En bata y chanclas, atravesando los angostos espacios que dejan libres los cientos de libros apretujados por toda la casa, Fernando Savater abre la puerta con una sonrisa y pide un momento para ponerse “las gafas de ver personas”. Entonces se coloca unos anteojos de armazón café, avanza unos pasos con “andares de pato mareado”, como él mismo describe, y se sienta de espaldas al balcón que esta mañana de primavera deja entrar un sol perezoso al departamento situado en un octavo piso, en el “aburguesado” barrio de Salamanca.

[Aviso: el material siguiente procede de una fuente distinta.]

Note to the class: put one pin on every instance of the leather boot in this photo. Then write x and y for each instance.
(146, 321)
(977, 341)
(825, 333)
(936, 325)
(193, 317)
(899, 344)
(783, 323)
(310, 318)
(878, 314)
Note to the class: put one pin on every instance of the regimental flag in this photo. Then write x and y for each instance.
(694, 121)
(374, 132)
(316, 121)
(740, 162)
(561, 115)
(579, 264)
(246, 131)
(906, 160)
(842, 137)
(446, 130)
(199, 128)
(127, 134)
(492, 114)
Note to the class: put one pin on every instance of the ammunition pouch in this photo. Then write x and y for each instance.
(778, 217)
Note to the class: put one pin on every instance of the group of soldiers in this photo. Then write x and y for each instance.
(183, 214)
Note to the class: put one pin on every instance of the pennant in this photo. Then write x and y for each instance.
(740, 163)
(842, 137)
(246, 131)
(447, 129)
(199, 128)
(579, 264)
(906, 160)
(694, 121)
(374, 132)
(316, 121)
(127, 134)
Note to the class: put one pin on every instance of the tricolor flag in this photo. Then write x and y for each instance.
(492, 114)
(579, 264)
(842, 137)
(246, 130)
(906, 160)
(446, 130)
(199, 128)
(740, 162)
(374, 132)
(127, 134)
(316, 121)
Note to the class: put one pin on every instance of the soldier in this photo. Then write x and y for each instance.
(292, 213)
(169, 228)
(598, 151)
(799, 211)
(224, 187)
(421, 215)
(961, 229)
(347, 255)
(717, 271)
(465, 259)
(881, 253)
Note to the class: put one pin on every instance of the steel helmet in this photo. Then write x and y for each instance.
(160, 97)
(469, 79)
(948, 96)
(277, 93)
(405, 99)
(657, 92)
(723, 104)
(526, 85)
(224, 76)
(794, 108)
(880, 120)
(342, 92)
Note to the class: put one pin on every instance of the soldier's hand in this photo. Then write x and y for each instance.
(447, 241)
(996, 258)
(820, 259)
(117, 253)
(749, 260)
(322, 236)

Llegó a Madrid al inicio de su adolescencia, cuando sus padres decidieron cambiar San Sebastián, en el País Vasco, por la capital española. La dictadura de Francisco Franco estaba en su apogeo y Savater, hijo de notario, “igual que los padres de Salvador Dalí, Julio Verne y Voltaire”, estudiaba en el también aburguesado Colegio del Pilar, donde sus compañeros lo molestaban gritándole “gorila”. “No sólo por mis grandes orejas despegadas del cráneo o mi fealdad”, cuenta, “sino por todo un conjunto inocultable de rarezas combinadas: los extraños movimientos hacia atrás y en círculos que hago involuntariamente con la cabeza, mi forma de andar levemente espástica y nerviosa, mi ojo bizco y, sobre todo, mi tendencia pueril a lanzar largas peroratas histriónicas con voz tonante y palabras rebuscadas”.
El escritor Fernando Fernández-Savater Martín se ríe cuando habla de sí mismo. En realidad, su sentido del humor permea prácticamente todos los temas de los que habla y las situaciones a las que se enfrenta. “Soy incapaz de escribir sin humor”, sostiene.

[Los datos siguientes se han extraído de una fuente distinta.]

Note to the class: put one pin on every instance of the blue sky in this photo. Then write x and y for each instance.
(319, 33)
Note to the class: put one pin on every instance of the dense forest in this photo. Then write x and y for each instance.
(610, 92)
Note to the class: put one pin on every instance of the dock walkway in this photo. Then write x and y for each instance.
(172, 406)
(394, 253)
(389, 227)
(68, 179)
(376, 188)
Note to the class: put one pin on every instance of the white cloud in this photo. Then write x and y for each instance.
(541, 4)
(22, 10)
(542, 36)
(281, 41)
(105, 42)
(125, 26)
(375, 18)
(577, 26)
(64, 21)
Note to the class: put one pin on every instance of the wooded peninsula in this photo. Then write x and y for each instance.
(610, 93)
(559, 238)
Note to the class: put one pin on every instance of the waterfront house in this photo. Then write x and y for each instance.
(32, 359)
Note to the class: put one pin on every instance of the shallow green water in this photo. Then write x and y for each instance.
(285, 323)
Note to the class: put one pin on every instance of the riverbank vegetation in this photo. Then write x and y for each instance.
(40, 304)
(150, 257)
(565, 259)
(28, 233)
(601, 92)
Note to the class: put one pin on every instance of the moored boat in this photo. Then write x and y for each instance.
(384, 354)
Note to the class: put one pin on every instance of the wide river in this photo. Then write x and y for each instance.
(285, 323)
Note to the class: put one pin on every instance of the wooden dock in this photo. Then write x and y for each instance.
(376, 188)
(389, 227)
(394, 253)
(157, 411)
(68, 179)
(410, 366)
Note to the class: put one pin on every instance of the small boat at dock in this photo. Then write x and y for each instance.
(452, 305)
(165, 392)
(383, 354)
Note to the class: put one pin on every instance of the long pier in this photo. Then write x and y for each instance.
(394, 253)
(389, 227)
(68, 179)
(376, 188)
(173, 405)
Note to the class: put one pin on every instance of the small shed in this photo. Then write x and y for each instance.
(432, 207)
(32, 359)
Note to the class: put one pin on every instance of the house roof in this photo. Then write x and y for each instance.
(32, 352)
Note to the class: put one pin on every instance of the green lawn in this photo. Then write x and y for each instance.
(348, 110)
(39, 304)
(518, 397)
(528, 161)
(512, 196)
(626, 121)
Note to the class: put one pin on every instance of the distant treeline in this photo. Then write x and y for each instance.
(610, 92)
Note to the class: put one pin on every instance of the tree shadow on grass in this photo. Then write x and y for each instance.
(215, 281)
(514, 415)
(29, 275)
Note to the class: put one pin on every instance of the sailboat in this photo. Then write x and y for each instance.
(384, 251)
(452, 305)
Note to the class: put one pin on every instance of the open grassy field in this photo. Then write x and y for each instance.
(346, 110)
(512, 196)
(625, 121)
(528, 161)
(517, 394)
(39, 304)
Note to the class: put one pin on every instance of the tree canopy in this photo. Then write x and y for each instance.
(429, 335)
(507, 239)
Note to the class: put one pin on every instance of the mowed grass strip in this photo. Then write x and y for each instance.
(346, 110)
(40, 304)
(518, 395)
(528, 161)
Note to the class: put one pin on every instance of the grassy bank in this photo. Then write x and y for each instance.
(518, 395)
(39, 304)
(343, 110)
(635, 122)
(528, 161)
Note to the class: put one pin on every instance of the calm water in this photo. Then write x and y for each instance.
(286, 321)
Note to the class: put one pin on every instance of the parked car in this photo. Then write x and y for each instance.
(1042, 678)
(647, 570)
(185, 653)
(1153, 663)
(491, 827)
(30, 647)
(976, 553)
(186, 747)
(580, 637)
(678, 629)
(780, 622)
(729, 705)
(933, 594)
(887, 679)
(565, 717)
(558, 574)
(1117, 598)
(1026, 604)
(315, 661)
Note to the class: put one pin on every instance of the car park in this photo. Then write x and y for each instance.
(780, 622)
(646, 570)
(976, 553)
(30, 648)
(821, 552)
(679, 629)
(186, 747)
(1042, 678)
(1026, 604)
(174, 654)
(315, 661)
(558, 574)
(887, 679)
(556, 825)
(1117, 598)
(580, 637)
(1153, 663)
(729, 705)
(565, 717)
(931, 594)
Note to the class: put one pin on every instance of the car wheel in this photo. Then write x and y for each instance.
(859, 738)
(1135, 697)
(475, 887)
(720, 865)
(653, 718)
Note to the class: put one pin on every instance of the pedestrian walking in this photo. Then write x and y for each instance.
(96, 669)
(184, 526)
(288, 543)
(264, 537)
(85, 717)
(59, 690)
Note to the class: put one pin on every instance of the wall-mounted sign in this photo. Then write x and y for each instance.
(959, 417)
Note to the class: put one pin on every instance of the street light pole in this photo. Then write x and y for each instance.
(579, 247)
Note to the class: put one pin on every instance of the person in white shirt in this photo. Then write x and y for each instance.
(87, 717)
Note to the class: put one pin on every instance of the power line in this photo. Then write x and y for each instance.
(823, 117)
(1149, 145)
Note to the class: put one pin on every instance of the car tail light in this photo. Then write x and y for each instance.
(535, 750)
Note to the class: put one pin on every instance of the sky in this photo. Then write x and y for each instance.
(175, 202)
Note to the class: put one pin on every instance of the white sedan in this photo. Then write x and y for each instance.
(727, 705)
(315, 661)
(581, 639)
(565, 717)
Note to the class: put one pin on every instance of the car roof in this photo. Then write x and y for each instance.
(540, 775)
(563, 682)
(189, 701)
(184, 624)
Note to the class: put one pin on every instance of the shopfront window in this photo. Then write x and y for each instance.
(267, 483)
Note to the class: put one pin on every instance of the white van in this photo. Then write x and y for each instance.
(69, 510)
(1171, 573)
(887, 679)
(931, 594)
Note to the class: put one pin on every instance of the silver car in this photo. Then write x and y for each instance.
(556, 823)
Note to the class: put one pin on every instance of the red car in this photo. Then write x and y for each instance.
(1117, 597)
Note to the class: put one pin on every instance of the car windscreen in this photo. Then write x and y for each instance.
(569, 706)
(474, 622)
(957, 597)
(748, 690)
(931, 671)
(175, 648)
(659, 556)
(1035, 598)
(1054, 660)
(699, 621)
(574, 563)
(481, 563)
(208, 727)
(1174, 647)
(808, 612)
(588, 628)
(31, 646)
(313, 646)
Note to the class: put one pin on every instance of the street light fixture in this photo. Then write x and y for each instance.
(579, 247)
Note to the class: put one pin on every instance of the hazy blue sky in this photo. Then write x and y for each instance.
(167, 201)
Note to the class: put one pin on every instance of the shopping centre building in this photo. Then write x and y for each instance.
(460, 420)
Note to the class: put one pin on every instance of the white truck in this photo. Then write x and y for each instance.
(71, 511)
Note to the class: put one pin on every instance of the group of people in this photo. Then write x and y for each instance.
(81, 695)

—¿Cuándo lo ha intentado y no lo ha conseguido?
—Vamos a ver… Tienes razón: ¡nunca lo he intentado! Es que me sale naturalmente. Incluso en artículos, incluso en necrológicas. Sobre todo, porque los chistes no son sólo para reír. Son como una perspectiva. Para mí el humor es una perspectiva. Mi paisano Miguel de Unamuno decía que tenía un sentimiento trágico de la vida. Yo, en cambio, tengo un sentimiento cómico de la vida. Inevitablemente. Esto no quiere decir que no vea la tragedia, sino que la veo desde el punto de vista cómico. No pretendo escribir libros humorísticos, pero me salen. Por ejemplo, cuando escribí mi autobiografía (Mira por dónde, Taurus, 2003) escribí muchos pasajes con melancolía, hasta llorando. Pero los que la leyeron me decían: “Ah, ¡cómo me he reído!” Me pasa así. Es mi estilo. Para mí el humor no es un punto de llegada, sino el instrumento que utilizo para escribir. Mi nueva novela, Los invitados de la princesa (Espasa, 2012), no es un libro humorístico. Es un libro con humor. No es que yo pretenda que al final el lector se ría mucho. No. Pero sí que las reflexiones a las que haya llegado estén teñidas de humor.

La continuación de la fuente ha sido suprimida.